Петров увлекся было войной, ему понравилось, на его счету было уже девятнадцать самолетов, уже один пленный летчик давал интервью «Правде» про то, как во время ночной бомбежки его внезапно снизу подстрелил республиканский пилот, никогда такого не было, он просто свидетельствует свое уважение этому асу. «Правда» не писала про то, что летчик этот, немец, действительно выразил желание побеседовать с Петровым. И уж конечно, там не было подробностей беседы: немец, как выяснилось, очень прилично говорил по-русски. Ему было под сорок. «Я учился в Липецке, да. Прекрасный город. Снимал квартиру с семьей на улице Розы Люксембург, да. Красивая улица, спуск прямо к реке». Решительно все в этой стране говорили по-русски, обучались в России или участвовали в Гражданской войне, и Петров не удивился бы, если б председатель республиканского правительства Негрин, вручая ему золотые часы после пятого сбитого франкиста, заговорил с ним по-русски, с волжским оканьем; но тот всего лишь признался, что в науке считает себя более учеником Павлова, нежели Фрейда. Негрин был ученый по всем этим делам, нервные клетки и все такое. «Но у меня русская жена», – добавил он, словно оправдываясь, и сказал по-русски: «Тюфяк»; «Тюфяк – это я».

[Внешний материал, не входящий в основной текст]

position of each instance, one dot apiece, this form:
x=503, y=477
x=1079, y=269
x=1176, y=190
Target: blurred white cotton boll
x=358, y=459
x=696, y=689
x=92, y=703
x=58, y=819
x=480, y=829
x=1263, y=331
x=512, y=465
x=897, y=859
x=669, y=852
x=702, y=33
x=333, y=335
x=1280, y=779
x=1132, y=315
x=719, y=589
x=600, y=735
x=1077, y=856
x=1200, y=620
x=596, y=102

– Вы классный летчик, – сказал немец, пожимая руку Петрову; Петров только потом сообразил, что подавать руку фашисту не надо бы, но ведь наш, липецкий! – Мы сейчас воюем, но это короткая война. Нам предстоит еще сражаться рядом против Англии, против Америки, русские нам видятся как союзники. Вы скоро увидите. Летчик вообще воюет с одной только вещью, он воюет с тягостью, с тяготением. Когда нам прикажут, мы можем стрелять друг в друга, но
Немец показался неприятно высокомерным, непонятно было, кто у кого в плену. Он как будто знал что-то, чего не могли понять испанцы, но мог бы понять Петров; он ему словно подмигивал, а Петров не хотел с ним перемигиваться и тем более запоминать его фамилию. Было ощущение, что он обещал замолвить слово о Петрове перед каким-то общим начальством, о котором Петров вдобавок не знал. И немца в самом деле выдали, когда дождались повода: Жека Грошев неудачно спарашютировал на территории франкистов, сломал ногу, его в бессознательном состоянии фотографировали с белым платком, якобы сдавался, потом лечили, потом держали в тюрьме, имитировали расстрел и в конце концов выменяли, после чего выслали домой; немцев, конечно, держали тут комфортней, а зря.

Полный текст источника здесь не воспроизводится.